The term "trompe l'oeil" means "trick of the eye," and it's applied to two-dimensional art that fools the eye into seeing a three-dimensional space. Though such techniques were practiced in ancient Greece, as Bruce notes in his historical overview, Pugh's real precursor was the Mexican muralist Diego Rivera, who in 1931 "produced a trompe l'oeil mural ... at the California School of Fine Arts" that saluted "the 'skyscraping' construction in the United States."

Pugh himself got his start at Chico State University majoring in art. In his senior year he received a commission "to create a mural on a wall of Taylor Hall, which housed, most appropriately, the Chico State Art Department." As Bruce writes, "Begun in the fall of 1980 and completed in the spring of 1981, this mural would receive international recognition and launch Pugh's career in a spectacular fashion." The mural was called "Academe" (acrylic on concrete, 24 feet by 36 feet).

Bruce writes that "at Taylor Hall, Pugh's first step was to establish a site-specific conceptual scheme: 'I kept looking at the wall thinking of how to best reveal in a mural the meaning of the art building both architecturally and conceptually.' He decided that the best symbol to accomplish this dual statement would be to 'go all the way back to the original Doric-style Greek column. ... My intention was ... to tap into the concept of the Greek academe as the essence of our western educational system'."

Rather than simply paint a realistic-looking series of columns, Pugh was influenced by a dream to "break open" the wall on Taylor and, as Bruce puts it, "fill this fictive space with relevant narrative creations -- intended to engage the viewer on deeper levels."

It is this narrative element in Pugh's work that sets it apart from mere trickery. Since his Chico State experience Pugh has painted many public art pieces, murals for hospitals, parking garages and libraries that attract the mind as well as the eye. Some are controversial, like his 2005 piece, "Drain," in Bishop, which evoked strong emotions about the "water wars" in the late 1900s. Other pieces, such as the mural in a San Jose café, "Art Imitating Life, Imitating Art, Imitating Life," are stunningly complex in their narratives.

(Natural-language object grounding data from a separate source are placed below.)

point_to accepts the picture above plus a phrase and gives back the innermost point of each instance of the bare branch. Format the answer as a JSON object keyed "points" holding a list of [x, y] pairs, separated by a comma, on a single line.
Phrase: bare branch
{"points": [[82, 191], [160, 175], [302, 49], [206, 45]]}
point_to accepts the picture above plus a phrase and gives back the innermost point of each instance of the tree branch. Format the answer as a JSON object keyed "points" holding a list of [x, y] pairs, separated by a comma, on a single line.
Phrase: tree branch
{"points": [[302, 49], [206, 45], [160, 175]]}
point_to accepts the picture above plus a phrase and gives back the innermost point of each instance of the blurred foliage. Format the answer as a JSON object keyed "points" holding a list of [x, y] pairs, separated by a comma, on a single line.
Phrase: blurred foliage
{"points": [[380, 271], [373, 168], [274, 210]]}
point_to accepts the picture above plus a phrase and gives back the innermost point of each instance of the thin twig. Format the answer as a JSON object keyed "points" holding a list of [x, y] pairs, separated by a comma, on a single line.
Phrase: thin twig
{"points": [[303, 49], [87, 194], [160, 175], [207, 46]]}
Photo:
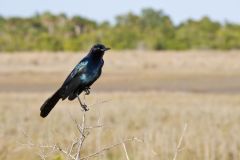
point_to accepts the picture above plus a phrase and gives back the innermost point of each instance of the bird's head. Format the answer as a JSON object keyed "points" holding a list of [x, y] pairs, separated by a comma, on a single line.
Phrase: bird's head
{"points": [[99, 49]]}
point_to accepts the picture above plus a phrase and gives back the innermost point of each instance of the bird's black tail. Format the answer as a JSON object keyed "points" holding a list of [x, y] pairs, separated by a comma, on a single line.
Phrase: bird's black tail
{"points": [[49, 104]]}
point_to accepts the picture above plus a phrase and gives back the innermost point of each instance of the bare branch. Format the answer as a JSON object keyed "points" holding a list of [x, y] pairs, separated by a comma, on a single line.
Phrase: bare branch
{"points": [[125, 151], [108, 148]]}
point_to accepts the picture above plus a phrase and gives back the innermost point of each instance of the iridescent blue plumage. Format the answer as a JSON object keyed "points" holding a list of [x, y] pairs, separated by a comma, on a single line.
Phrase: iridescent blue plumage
{"points": [[84, 74]]}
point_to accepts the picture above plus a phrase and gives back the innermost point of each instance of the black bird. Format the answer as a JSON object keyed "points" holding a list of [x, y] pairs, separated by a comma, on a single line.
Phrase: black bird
{"points": [[86, 72]]}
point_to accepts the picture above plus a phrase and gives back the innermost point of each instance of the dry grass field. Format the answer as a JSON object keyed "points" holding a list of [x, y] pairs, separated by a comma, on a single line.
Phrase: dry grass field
{"points": [[150, 96]]}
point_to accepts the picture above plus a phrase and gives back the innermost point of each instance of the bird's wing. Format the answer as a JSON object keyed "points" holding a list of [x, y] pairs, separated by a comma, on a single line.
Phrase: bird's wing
{"points": [[78, 69]]}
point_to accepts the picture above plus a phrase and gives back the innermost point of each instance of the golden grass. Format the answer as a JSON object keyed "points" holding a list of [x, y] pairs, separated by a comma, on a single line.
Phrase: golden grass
{"points": [[156, 116]]}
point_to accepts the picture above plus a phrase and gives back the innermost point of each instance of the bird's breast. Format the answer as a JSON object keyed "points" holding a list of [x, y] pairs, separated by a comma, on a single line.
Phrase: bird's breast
{"points": [[90, 76]]}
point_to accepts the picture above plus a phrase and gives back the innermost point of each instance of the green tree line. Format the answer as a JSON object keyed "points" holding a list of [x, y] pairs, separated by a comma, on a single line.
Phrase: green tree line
{"points": [[149, 30]]}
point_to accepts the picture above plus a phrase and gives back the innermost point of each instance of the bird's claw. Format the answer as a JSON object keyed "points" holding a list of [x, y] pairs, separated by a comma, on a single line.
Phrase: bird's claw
{"points": [[87, 91], [85, 108]]}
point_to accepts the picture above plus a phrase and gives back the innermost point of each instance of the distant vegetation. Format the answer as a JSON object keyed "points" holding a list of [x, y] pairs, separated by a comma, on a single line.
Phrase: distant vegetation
{"points": [[150, 30]]}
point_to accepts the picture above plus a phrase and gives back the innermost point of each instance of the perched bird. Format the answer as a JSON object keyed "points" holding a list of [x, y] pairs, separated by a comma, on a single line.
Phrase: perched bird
{"points": [[86, 72]]}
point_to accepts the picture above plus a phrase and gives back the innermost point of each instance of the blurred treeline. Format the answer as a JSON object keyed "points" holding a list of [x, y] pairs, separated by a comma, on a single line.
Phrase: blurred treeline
{"points": [[151, 29]]}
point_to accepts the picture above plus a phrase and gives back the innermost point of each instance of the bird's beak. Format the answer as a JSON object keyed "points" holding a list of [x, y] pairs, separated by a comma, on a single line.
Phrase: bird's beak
{"points": [[106, 49]]}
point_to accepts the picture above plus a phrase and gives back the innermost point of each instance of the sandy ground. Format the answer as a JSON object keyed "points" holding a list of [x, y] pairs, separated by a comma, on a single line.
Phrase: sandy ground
{"points": [[163, 71]]}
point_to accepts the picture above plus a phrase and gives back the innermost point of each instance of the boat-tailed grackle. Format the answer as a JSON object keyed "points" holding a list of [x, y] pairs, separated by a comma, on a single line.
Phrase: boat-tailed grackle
{"points": [[86, 72]]}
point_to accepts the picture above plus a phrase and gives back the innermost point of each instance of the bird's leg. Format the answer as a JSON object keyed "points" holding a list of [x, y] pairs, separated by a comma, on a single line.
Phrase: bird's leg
{"points": [[87, 90], [84, 106]]}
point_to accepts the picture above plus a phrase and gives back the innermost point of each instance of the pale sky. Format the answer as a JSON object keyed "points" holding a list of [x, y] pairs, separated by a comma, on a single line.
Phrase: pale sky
{"points": [[99, 10]]}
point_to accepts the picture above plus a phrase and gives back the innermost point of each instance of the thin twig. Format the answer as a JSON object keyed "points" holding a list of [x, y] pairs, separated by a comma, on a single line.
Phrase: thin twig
{"points": [[108, 148], [178, 149], [125, 151]]}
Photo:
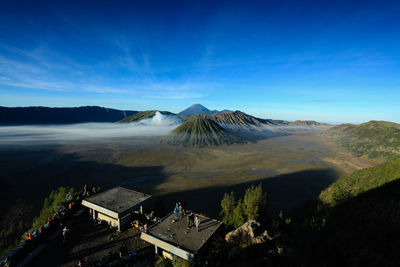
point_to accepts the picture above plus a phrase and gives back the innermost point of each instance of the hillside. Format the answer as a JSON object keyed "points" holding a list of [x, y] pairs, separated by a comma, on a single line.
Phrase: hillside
{"points": [[201, 132], [357, 224], [361, 181], [237, 120], [307, 123], [46, 115], [377, 140], [196, 109], [141, 115]]}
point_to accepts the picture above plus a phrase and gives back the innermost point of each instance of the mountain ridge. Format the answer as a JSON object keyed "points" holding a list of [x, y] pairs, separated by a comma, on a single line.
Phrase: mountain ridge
{"points": [[48, 115], [201, 132]]}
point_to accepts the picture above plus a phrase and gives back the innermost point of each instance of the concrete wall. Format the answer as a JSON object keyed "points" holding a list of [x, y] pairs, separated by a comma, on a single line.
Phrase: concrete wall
{"points": [[112, 221], [160, 244]]}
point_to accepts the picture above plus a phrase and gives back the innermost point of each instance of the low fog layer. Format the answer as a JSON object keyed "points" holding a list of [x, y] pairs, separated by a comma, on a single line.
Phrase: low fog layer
{"points": [[158, 125]]}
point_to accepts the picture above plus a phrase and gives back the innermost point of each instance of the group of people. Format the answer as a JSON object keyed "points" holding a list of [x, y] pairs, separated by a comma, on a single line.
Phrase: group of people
{"points": [[180, 211], [56, 221], [88, 193]]}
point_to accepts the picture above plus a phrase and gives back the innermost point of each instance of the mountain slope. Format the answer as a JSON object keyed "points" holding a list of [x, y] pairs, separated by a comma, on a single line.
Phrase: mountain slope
{"points": [[378, 140], [41, 115], [361, 181], [357, 223], [141, 115], [201, 132], [196, 109]]}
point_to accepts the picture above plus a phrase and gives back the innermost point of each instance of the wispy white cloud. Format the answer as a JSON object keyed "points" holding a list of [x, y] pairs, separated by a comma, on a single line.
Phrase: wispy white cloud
{"points": [[40, 71]]}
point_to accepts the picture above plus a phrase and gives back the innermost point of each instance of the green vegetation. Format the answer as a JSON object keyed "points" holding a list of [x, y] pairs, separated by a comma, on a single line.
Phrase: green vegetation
{"points": [[141, 115], [201, 132], [376, 140], [16, 223], [355, 223], [361, 181], [252, 207], [56, 200]]}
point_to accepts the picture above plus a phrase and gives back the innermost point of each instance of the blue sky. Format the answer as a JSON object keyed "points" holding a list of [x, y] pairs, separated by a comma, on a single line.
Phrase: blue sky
{"points": [[335, 61]]}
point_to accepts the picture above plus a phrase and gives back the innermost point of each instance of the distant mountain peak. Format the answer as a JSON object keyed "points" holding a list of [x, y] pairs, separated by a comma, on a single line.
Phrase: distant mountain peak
{"points": [[196, 109]]}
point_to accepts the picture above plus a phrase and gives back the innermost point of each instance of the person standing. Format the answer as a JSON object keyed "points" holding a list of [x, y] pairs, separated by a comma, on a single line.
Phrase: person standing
{"points": [[197, 222], [65, 233], [180, 211], [176, 211]]}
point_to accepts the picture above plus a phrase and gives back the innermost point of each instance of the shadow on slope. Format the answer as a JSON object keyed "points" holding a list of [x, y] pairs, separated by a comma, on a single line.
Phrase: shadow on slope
{"points": [[31, 174], [283, 192], [361, 231]]}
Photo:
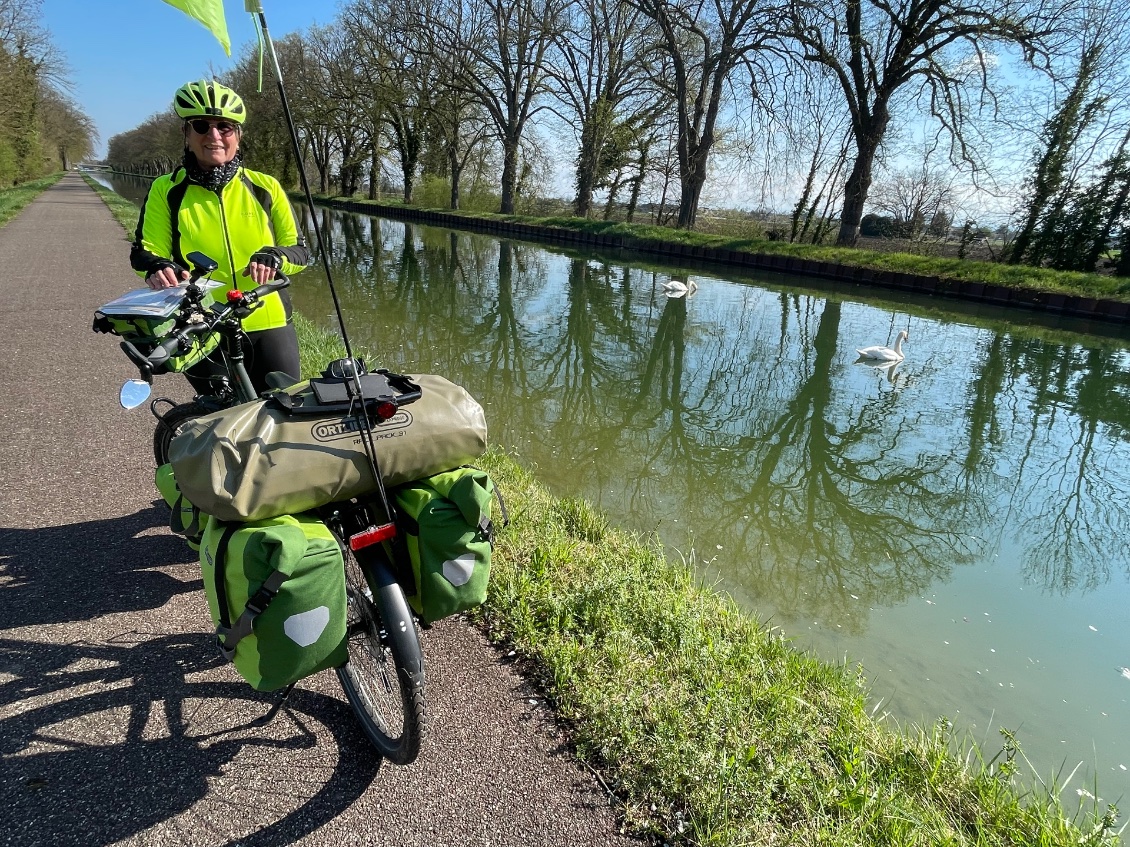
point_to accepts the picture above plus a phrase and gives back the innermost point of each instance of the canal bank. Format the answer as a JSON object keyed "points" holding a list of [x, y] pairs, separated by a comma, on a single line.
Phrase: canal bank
{"points": [[1113, 312], [119, 722]]}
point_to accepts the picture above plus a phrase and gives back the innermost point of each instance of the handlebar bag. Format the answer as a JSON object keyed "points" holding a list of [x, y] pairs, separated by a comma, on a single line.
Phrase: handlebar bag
{"points": [[145, 319], [258, 460], [445, 521], [277, 596]]}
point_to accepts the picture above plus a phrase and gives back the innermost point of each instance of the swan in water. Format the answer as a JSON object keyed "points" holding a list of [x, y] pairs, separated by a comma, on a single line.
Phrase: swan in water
{"points": [[678, 289], [885, 354]]}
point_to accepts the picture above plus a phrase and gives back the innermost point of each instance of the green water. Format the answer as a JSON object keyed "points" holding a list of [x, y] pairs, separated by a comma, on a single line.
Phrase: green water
{"points": [[955, 524]]}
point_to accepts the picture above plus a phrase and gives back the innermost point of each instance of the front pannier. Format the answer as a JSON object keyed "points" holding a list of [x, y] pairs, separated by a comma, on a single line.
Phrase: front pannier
{"points": [[277, 596]]}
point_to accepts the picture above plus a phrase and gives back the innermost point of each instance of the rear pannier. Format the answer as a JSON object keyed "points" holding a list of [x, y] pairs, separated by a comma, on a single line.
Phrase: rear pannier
{"points": [[277, 595]]}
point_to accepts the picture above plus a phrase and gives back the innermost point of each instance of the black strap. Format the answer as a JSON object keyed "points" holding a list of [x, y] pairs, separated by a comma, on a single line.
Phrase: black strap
{"points": [[228, 637]]}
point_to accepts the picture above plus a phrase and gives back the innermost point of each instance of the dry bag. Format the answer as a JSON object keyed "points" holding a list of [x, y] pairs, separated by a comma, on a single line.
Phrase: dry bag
{"points": [[264, 459]]}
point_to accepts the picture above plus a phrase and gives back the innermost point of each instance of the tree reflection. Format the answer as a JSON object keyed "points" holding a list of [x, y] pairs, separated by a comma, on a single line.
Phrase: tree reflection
{"points": [[737, 422]]}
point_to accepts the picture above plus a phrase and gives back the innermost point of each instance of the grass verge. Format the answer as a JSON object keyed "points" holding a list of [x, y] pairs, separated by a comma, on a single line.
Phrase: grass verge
{"points": [[710, 728], [12, 200], [706, 726], [124, 210]]}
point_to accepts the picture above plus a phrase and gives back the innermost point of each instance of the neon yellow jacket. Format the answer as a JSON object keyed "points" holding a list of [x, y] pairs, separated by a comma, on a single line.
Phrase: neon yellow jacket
{"points": [[249, 215]]}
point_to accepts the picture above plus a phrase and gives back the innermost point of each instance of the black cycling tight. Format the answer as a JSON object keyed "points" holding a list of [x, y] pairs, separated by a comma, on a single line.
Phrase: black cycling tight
{"points": [[263, 351]]}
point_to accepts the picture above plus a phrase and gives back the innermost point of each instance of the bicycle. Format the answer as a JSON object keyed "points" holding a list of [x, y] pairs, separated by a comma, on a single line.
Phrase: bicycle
{"points": [[383, 678]]}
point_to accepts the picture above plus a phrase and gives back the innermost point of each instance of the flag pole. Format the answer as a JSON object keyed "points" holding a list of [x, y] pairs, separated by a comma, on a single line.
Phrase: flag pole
{"points": [[255, 7]]}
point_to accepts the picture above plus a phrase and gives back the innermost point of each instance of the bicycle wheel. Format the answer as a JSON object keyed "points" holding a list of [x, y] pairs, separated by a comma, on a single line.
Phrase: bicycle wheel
{"points": [[388, 699], [171, 424]]}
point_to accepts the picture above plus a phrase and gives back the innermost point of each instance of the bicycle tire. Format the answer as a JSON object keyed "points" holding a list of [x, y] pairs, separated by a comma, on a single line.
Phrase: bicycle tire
{"points": [[387, 697], [171, 424]]}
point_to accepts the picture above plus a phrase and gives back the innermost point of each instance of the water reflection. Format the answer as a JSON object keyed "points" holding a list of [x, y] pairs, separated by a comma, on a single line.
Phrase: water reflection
{"points": [[954, 522]]}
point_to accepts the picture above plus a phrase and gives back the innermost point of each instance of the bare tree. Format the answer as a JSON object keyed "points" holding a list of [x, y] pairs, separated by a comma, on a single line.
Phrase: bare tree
{"points": [[599, 69], [915, 197], [939, 50], [704, 42], [498, 50]]}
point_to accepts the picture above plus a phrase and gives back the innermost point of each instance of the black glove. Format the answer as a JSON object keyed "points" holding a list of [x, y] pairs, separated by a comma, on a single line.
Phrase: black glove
{"points": [[268, 256]]}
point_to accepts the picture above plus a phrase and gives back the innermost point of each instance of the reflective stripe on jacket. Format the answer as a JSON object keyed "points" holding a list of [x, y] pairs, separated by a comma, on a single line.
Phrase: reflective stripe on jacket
{"points": [[249, 214]]}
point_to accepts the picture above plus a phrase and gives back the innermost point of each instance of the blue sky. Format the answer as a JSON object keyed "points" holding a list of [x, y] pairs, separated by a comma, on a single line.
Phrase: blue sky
{"points": [[128, 57]]}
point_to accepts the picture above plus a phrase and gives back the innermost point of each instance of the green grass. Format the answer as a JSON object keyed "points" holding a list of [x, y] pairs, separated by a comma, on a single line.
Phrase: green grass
{"points": [[12, 200], [710, 728]]}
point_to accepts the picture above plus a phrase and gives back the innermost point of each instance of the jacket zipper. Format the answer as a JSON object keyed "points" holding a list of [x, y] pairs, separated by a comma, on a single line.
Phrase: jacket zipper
{"points": [[227, 238]]}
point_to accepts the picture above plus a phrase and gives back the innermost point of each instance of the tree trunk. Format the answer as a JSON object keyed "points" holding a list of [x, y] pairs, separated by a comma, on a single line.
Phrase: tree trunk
{"points": [[509, 175], [689, 194], [855, 190], [455, 167]]}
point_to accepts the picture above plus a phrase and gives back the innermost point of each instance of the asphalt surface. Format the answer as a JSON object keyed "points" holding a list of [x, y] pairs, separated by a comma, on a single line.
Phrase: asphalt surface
{"points": [[118, 722]]}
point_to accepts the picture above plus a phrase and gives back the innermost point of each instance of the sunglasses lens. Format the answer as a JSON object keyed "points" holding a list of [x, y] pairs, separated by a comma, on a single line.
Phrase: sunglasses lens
{"points": [[202, 128]]}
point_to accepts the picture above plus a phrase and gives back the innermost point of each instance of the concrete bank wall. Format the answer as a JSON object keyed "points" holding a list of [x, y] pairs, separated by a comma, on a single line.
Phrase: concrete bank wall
{"points": [[1061, 304]]}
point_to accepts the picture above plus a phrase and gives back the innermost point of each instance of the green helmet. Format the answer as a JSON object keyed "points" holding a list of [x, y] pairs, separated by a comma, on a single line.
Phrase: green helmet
{"points": [[208, 98]]}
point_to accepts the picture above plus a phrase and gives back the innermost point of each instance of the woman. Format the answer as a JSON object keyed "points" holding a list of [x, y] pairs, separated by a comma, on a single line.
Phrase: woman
{"points": [[238, 217]]}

"The Murals of John Pugh" includes chapters on his studio, techniques and future projects, a fitting 3D tribute to a visionary artist -- which is no illusion at all.

Copyright 2006 Chico Enterprise-Record. Used by permission.

Unbelievable Magic5
John Pugh should be named a national treasure. His works are not only supremely well executed but also intriguing. So many muralists fail in their ability to render perspective both visually and mentally. You can truly "step into" Pugh's works and when you do, you enter into a new world.

Amazing works that require study to be believed5
This is simply a fantastic book of the art of muralist I've grown to admire over the years. After following his work on the web and around California and other states, I was very excited to find a book devoted to his work alone. And I was not disappointed. The quality of the text and images is superb as well.And as an artist I frequent the book to get those creative juices flowing.

I highly recommend this book to anyone who enjoys Trompe l'oeil and murals.